‘Merry Wives of Windsor.’
In all probability ‘The Merry Wives of Windsor,’ a comedy inclining to farce, and unqualified by any pathetic interest, followed close upon ‘Henry IV.’ In the epilogue to the ‘Second Part of Henry IV’ Shakespeare had written: ‘If you be not too much cloyed with fat meat, our humble author will continue the story with Sir John in it . . . where for anything I know Falstaff shall die of a sweat, unless already a’ be killed with your hard opinions.’ Rowe asserts that ‘Queen Elizabeth was so well pleased with that admirable character of Falstaff in the two parts of “Henry IV” that she commanded him to continue it for one play more, and to show him in love.’ Dennis, in the dedication of ‘The Comical Gallant’ (1702), noted that the ‘Merry Wives’ was written at the Queen’s ‘command and by her direction; and she was so eager to see it acted that she commanded it to be finished in fourteen days, and
was afterwards, as tradition tells us, very well pleased with the representation.’ In his ‘Letters’ (1721, p. 232) Dennis reduces the period of composition to ten days—‘a prodigious thing,’ added Gildon, [172a] ‘where all is so well contrived and carried on without the least confusion.’ The localisation of the scene at Windsor, and the complimentary references to Windsor Castle, corroborate the tradition that the comedy was prepared to meet a royal command. An imperfect draft of the play was printed by Thomas Creede in 1602; [172b] the folio of 1623 first supplied a complete version. The plot was probably suggested by an Italian novel. A tale from Straparola’s ‘Notti’ (iv. 4), of which an adaptation figured in the miscellany of novels called Tarleton’s ‘Newes out of Purgatorie’ (1590), another Italian tale from the ‘Pecorone’ of Ser Giovanni Fiorentino (i. 2), and a third romance, the Fishwife’s tale of Brainford in the collection of stories called ‘Westward for Smelts,’ [172c] supply incidents distantly resembling episodes in the play. Nowhere has Shakespeare so vividly reflected the bluff temper of contemporary middle-class society. The presentment of the buoyant domestic life of an Elizabethan country town bears distinct impress of Shakespeare’s own experience. Again, there are literal references to the
neighbourhood of Stratford. Justice Shallow, whose coat-of-arms is described as consisting of ‘luces,’ is thereby openly identified with Shakespeare’s early foe, Sir Thomas Lucy of Charlecote.
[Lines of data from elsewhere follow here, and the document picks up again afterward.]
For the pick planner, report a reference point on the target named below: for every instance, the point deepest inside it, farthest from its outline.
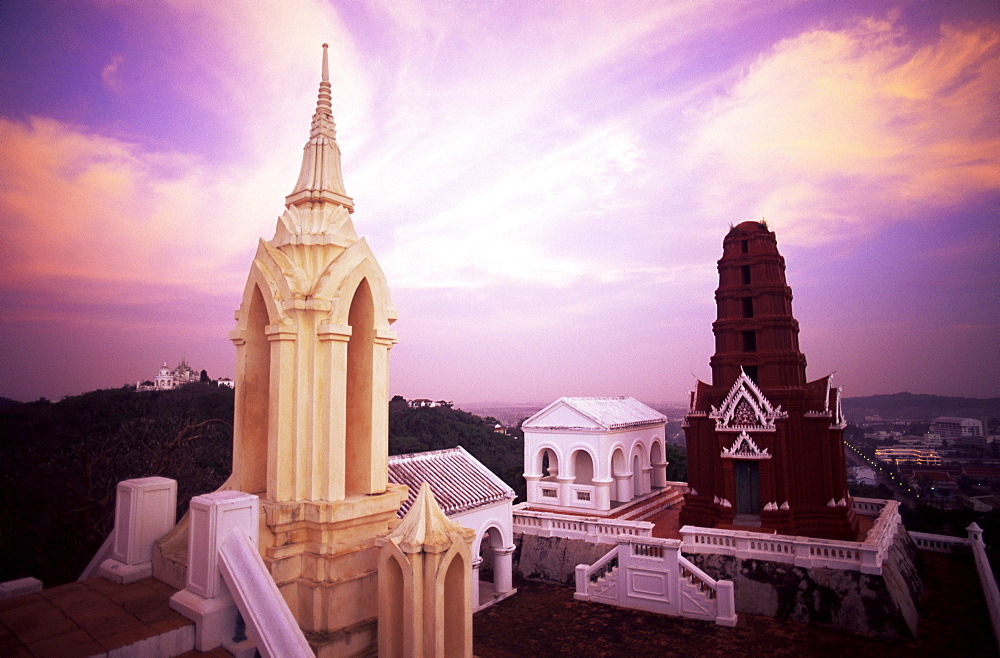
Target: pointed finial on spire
(320, 177)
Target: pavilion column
(659, 476)
(602, 494)
(623, 487)
(532, 488)
(476, 563)
(566, 490)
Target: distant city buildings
(424, 402)
(897, 454)
(951, 427)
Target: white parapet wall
(807, 552)
(587, 528)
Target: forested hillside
(436, 428)
(62, 460)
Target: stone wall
(876, 604)
(554, 559)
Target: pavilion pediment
(562, 416)
(744, 447)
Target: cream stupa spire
(318, 209)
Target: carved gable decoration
(744, 447)
(839, 421)
(746, 409)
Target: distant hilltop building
(167, 379)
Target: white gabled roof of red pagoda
(745, 408)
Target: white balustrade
(592, 529)
(866, 556)
(650, 574)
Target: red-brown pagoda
(764, 447)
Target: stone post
(503, 579)
(645, 485)
(659, 477)
(145, 510)
(623, 487)
(476, 563)
(532, 487)
(725, 598)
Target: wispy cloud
(856, 128)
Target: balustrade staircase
(650, 574)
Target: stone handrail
(697, 577)
(270, 623)
(926, 541)
(868, 506)
(587, 528)
(589, 574)
(866, 556)
(989, 584)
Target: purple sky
(546, 185)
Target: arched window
(255, 398)
(393, 625)
(360, 352)
(550, 464)
(583, 467)
(454, 608)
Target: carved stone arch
(497, 540)
(619, 464)
(639, 450)
(254, 412)
(657, 452)
(340, 282)
(574, 457)
(272, 289)
(539, 458)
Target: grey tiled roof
(459, 481)
(608, 412)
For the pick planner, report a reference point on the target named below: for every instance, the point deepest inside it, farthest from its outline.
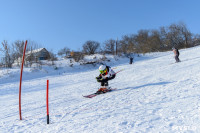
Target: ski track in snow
(153, 95)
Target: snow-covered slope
(153, 95)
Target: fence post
(47, 101)
(20, 82)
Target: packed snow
(153, 94)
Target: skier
(106, 73)
(176, 53)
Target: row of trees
(13, 53)
(162, 39)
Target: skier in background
(176, 54)
(106, 74)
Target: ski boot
(102, 90)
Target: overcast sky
(55, 24)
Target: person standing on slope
(176, 53)
(106, 74)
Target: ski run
(153, 94)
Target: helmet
(102, 69)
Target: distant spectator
(176, 54)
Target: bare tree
(64, 52)
(109, 46)
(7, 59)
(90, 47)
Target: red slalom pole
(47, 99)
(20, 83)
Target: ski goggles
(103, 71)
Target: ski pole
(119, 71)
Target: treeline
(162, 39)
(12, 54)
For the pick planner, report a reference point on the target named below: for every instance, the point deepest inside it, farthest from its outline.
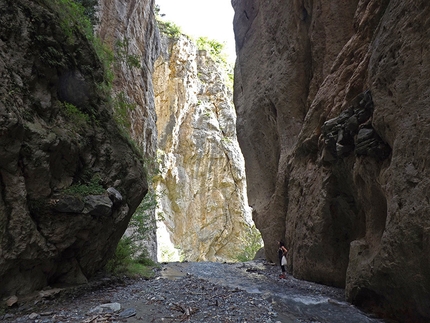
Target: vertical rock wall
(70, 179)
(332, 103)
(129, 29)
(202, 181)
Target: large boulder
(60, 150)
(332, 102)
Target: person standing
(282, 253)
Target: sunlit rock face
(69, 178)
(202, 180)
(332, 101)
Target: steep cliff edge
(69, 178)
(201, 183)
(332, 101)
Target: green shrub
(170, 29)
(75, 116)
(214, 48)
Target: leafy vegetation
(213, 47)
(123, 263)
(75, 115)
(170, 29)
(253, 243)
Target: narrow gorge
(325, 146)
(201, 185)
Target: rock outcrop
(201, 184)
(332, 103)
(69, 178)
(130, 29)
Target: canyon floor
(193, 292)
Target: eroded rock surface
(69, 179)
(202, 179)
(346, 190)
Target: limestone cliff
(332, 102)
(201, 184)
(69, 177)
(130, 30)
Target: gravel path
(192, 292)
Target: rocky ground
(175, 295)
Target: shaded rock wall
(69, 179)
(332, 103)
(130, 30)
(202, 179)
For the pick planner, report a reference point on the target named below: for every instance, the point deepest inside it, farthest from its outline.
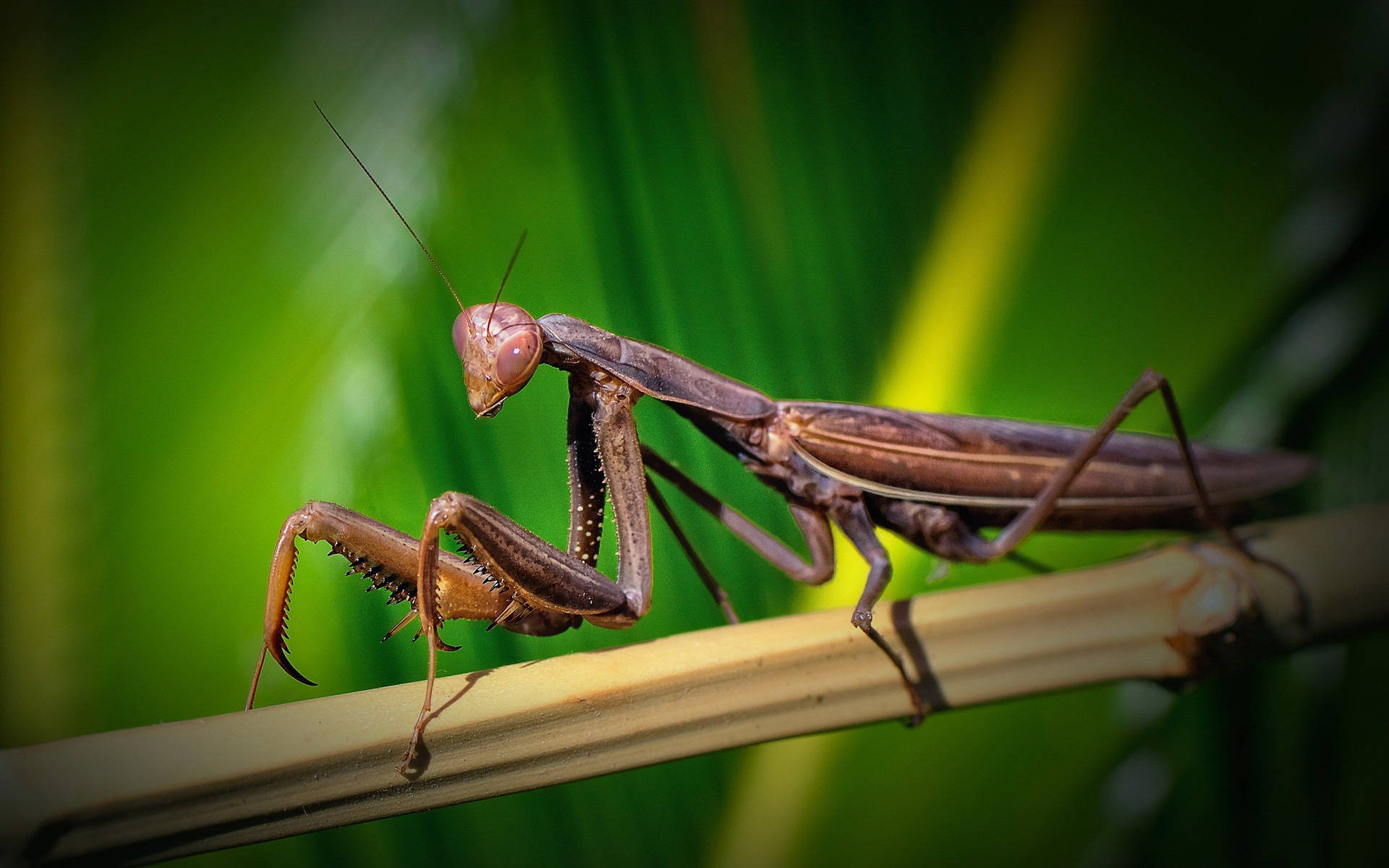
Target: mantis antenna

When Shakespeare makes Master Slender repeat the report that Master Page’s fallow greyhound was ‘outrun on Cotsall’ (I. i. 93), he testifies to his interest in the coursing matches for which the Cotswold district was famed.
‘Henry V.’
The spirited character of Prince Hal was peculiarly congenial to its creator, and in ‘Henry V’ Shakespeare, during 1598, brought his career to its close. The play was performed early in 1599, probably in the newly built Globe Theatre. Again Thomas Creede printed, in 1600, an imperfect draft, which was thrice reissued before a complete version was supplied in the First Folio of 1623. The dramatic interest of ‘Henry V’ is slender. There is abundance of comic element, but death has removed Falstaff, whose last moments are described with the simple pathos that comes of a matchless art, and, though Falstaff’s companions survive, they are thin shadows of his substantial figure. New comic characters are introduced in the persons of three soldiers respectively of Welsh, Scottish, and Irish nationality, whose racial traits are contrasted with telling effect. The irascible Irishman, Captain MacMorris, is the only representative of his nation who figures in the long list of Shakespeare’s dramatis personæ. The scene in which the pedantic but patriotic Welshman, Fluellen, avenges the sneers of the braggart Pistol at his nation’s emblem, by
forcing him to eat the leek, overflows in vivacious humour. The piece in its main current presents a series of loosely connected episodes in which the hero’s manliness is displayed as soldier, ruler, and lover. The topic reached its climax in the victory of the English at Agincourt, which powerfully appealed to patriotic sentiment. Besides the ‘Famous Victories,’ [174] there was another lost piece on the subject, which Henslowe produced for the first time on November 28, 1595. ‘Henry V’ may be regarded as Shakespeare’s final experiment in the dramatisation of English history, and it artistically rounds off the series of his ‘histories’ which form collectively a kind of national epic. For ‘Henry VIII,’ which was produced very late in his career, he was only in part responsible, and that ‘history’ consequently belongs to a different category.
Essex and the rebellion of 1601.
A glimpse of autobiography may be discerned in the direct mention by Shakespeare in ‘Henry V’ of an exciting episode in current history. In the prologue to act v. Shakespeare foretold for Robert Devereux, second earl of Essex, the close friend of his patron Southampton, an enthusiastic reception by the people of London when he should come home after ‘broaching’ rebellion in Ireland.
Were now the general of our gracious empress,
As in good time he may, from Ireland coming,
Bringing rebellion broached on his sword,
How many would the peaceful city quit
To welcome him!—(Act v. Chorus, ll. 30-4.)